ギーシュについてはマチルダから適当な鉄槌を食らっている。大方また、テファか自分が口説かれて怒ったのだろう。
ふう…とシュウはため息を漏らし、サイトのそばに生えていた気に背中をあずけて両腕を組んだ。そしてジロッとティファニアたちをしゃべっているキュルケたちを遠くから見る。まだキュルケたちの人となりを知らない以上、彼は念のため自分の目で彼女たちがどのような人物なのかを確かめようとしていた。
「で、例の彼ってどんな人かしら?」
「き、キュルケさん!だから私と彼はそんなんじゃなくて!!」
顔を真っ赤にして、昼間同様にからかってくるキュルケの言動を否定するテファのあの顔はあまり見ない。それもそうだろう、シュウはあのような不健全な話を話題にあげようともしない口だから。だが、それでも話、妙に楽しそうに話しているな。さっきは話の話題のせいか恥ずかしそうにしていたが、違う話に切り替わってからは楽しそうに話している。

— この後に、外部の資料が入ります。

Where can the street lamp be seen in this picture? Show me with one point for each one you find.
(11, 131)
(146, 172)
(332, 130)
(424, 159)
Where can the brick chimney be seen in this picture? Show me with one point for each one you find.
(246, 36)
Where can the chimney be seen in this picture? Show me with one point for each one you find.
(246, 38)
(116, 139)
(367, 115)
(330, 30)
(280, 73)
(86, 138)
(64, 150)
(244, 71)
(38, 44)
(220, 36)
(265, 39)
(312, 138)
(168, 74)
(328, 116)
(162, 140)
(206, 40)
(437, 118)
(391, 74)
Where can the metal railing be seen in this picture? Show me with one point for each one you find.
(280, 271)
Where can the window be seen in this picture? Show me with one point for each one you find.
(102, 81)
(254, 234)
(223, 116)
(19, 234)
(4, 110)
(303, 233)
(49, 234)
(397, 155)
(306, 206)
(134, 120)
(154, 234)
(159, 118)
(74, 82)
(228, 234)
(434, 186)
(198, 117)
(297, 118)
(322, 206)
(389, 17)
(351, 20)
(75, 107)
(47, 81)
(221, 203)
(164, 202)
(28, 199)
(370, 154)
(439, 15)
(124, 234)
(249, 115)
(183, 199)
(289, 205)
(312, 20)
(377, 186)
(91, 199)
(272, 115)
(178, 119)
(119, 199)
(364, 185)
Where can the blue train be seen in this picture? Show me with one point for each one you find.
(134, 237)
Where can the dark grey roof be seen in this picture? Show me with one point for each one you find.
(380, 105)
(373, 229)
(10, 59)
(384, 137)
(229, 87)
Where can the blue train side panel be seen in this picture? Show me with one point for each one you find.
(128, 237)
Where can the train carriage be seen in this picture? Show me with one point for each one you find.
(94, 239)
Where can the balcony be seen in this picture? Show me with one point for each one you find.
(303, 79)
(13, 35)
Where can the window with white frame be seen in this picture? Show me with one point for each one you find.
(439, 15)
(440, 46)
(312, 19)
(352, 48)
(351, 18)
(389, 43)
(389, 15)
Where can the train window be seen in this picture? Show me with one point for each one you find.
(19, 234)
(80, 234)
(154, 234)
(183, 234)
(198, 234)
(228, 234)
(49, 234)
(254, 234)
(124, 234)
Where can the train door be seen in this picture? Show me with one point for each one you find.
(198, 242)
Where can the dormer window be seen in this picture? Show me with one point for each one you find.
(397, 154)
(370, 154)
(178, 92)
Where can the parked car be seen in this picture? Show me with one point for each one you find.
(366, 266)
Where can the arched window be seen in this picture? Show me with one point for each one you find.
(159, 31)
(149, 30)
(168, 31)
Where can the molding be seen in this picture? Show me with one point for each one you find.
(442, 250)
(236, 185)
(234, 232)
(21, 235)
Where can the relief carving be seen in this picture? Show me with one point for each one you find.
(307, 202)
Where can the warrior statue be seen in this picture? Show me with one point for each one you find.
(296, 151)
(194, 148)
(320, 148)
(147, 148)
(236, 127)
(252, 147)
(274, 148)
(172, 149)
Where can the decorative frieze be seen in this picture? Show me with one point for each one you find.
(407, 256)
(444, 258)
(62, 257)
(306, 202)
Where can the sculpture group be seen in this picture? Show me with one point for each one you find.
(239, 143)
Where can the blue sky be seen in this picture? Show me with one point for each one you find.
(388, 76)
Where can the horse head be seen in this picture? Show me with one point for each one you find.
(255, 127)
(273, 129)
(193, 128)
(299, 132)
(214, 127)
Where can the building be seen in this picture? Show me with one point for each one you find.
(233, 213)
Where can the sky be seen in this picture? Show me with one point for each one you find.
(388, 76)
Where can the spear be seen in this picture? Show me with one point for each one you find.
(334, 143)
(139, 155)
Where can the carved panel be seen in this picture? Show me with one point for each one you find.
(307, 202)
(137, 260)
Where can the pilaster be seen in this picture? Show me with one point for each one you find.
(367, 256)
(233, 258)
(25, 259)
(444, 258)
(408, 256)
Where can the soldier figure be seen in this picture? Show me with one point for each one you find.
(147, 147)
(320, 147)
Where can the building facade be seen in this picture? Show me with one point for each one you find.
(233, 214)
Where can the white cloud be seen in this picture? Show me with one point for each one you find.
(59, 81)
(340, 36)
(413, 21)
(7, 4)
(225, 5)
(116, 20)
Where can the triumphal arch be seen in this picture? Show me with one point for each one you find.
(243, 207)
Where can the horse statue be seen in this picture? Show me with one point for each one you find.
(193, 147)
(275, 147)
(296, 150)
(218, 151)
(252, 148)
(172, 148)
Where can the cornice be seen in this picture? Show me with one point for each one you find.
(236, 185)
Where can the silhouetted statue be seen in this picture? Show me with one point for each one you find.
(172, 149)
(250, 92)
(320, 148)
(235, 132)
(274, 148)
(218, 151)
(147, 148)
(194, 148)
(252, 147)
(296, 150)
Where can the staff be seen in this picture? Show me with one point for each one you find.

「何もそこまで用心せんでも…娘っ子たちは悪い子たちじゃねえぞ」
「それは俺が判断することだ」
「だからって女子同士の会話に耳を傾けるなんざ、傍から見たらお前さん変質者だぞ。色男のくせに残念だねぇ」
きっとデルフに人間の顔があったら、ははは…と苦笑いを浮かべているに違いない。こいつはかなり真面目でストイックで、さらに融通がきかない一面があるようだ。相棒と果たしてそりが合うだろうか心配だ。
「人聞きの悪い事を言うな。そもそも、どうしてお前たちがここにいるのかをまだ聞いていない」
「ああ…そいつはな…」
デルフはサイトを見る。泣き止んでくれたのだが、今は木陰に背中をあずけその場に俯いたまま座り込んでいる。コイツの口から説明できる余裕はない。代わりに彼がアンリエッタ姫からの任務を受理してからこれまでの旅の経緯を一通り話すことにした。
「……ってなわけなんだよ」
「そうか…」
デルフからの説明を聞き、シュウは座り込むサイトを見下ろす。以前ラグドリアン湖で会った時の彼の姿を手は覚えている。まっすぐで、一本木であからさまに暑苦しそうな直情馬鹿タイプだ。それは同時に、自分にはない、どこか羨ましくも思えるものを持っている証だとも捉えていた。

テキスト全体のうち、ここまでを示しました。